Data Brokers and Health Apps Investigated Because of Privacy Practices

The House Committee on Oversight and Reform reported the start of an investigation to find out how data brokers and health application providers are accumulating and selling the personal reproductive health information of individuals. The investigation was prompted by the SCOTUS decision overturning Roe v. Wade because committee members were worried that the personal information of people receiving reproductive healthcare services might be abused.

The Chairwoman of the Committee on Oversight and Reform, Rep. Carolyn B. Maloney, the Chairman of the Subcommittee on Economic and Consumer Policy, Rep. Raja Krishnamoorthi, and Rep. Sara Jacobs sent a letter to five data brokers (Digital Envoy, SafeGraph, Placer.ai, Babel Street, and Gravy Analytics) and five health app providers (Flo Health, BioWink, Digitalchemy Ventures, Glow, and GP International) asking for documentation regarding how personal reproductive care data is collected and sold.

Big amounts of personal information are currently being gathered and sold, frequently with no knowledge of people. The data is employed to deliver targeted ads to individuals and for other purposes. There is a concern that the gathering and sale of this data might endanger the health, security, and privacy of U.S. citizens and healthcare companies.

Collecting sensitive information can cause serious risks to those receiving reproductive care and even to providers of this kind of care, not just by having invasive government surveillance, but also by allowing people to possibly encounter harassment, intimidation, or violence. Geographic information obtained via mobile phones could be employed to find individuals seeking care at hospitals, and lookup chat history talking about clinics or prescription medication generate digital breadcrumbs disclosing curiosity on abortion.

The Committee Members mentioned a research study publicized in JMIR entitled “Privacy, Data Sharing, and Data Security Policies of Women’s mHealth Apps: Scoping Review and Content Analysis,” which stated that 20 of the 23 most in-demand women’s health applications including reproductive health applications were giving user information to third parties, although only 52% of those applications acquired permission from users. The research discovered that many women’s mHealth applications had terrible data privacy, sharing, and safety requirements.

It is possible that information from health applications, particularly period trackers, can be employed to determine women who have gotten abortions. Data brokers are discovered to sell users’ location information, such as the location information of persons who went to healthcare clinics offering abortions. Lately, Google launched that it will additionally enhance privacy security by automatically removing the location information from Google accounts linked to consultations with healthcare companies that offer sensitive healthcare services, however, Google is not the sole provider that logs location information.

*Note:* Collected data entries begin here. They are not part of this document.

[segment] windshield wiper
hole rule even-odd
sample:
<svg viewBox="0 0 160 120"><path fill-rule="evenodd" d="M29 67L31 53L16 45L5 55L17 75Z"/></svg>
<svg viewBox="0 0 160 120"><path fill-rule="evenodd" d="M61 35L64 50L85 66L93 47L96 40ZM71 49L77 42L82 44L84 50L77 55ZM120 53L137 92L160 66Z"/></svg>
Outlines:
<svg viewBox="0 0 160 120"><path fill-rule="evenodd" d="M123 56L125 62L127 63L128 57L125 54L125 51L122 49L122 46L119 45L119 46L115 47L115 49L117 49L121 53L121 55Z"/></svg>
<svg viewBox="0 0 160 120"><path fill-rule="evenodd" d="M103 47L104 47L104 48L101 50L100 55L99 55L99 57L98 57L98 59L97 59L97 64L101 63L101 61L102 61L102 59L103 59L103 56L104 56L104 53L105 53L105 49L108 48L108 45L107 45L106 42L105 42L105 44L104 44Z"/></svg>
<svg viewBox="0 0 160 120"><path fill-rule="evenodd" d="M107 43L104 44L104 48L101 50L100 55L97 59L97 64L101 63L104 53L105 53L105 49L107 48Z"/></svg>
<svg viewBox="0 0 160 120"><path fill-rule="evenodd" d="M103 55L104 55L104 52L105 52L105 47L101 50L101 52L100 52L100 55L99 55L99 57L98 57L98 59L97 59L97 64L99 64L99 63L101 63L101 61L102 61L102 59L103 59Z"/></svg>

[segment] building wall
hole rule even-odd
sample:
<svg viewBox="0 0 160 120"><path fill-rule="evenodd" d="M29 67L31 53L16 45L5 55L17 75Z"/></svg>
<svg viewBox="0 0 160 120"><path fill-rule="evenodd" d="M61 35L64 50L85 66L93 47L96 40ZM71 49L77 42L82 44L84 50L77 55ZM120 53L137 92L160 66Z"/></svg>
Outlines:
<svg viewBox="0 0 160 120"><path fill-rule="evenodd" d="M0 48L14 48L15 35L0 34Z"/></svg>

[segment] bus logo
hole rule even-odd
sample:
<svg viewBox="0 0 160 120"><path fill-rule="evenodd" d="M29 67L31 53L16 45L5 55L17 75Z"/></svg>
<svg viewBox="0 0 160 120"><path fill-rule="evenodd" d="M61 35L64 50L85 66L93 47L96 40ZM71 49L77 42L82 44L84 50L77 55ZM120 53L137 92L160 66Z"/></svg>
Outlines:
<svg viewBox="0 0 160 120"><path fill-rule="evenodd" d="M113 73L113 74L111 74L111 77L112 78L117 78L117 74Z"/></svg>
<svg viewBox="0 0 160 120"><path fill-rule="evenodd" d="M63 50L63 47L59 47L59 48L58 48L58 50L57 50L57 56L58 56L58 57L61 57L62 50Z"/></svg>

The data brokers and health application companies have until July 21, 2022 to answer and give the requested information.

Author: Joe Murray

Joe Murray is the Editor-in-Chief of HIPAA 101, where he leads the writing team in delivering high-quality news and insights on HIPAA regulations. With over 15 years of experience in healthcare journalism, Joe has established himself as a trusted writer. At HIPAA 101, Joe is dedicated to providing healthcare professionals and administrative staff with accurate, timely, and comprehensive information to help them navigate the complexities of HIPAA.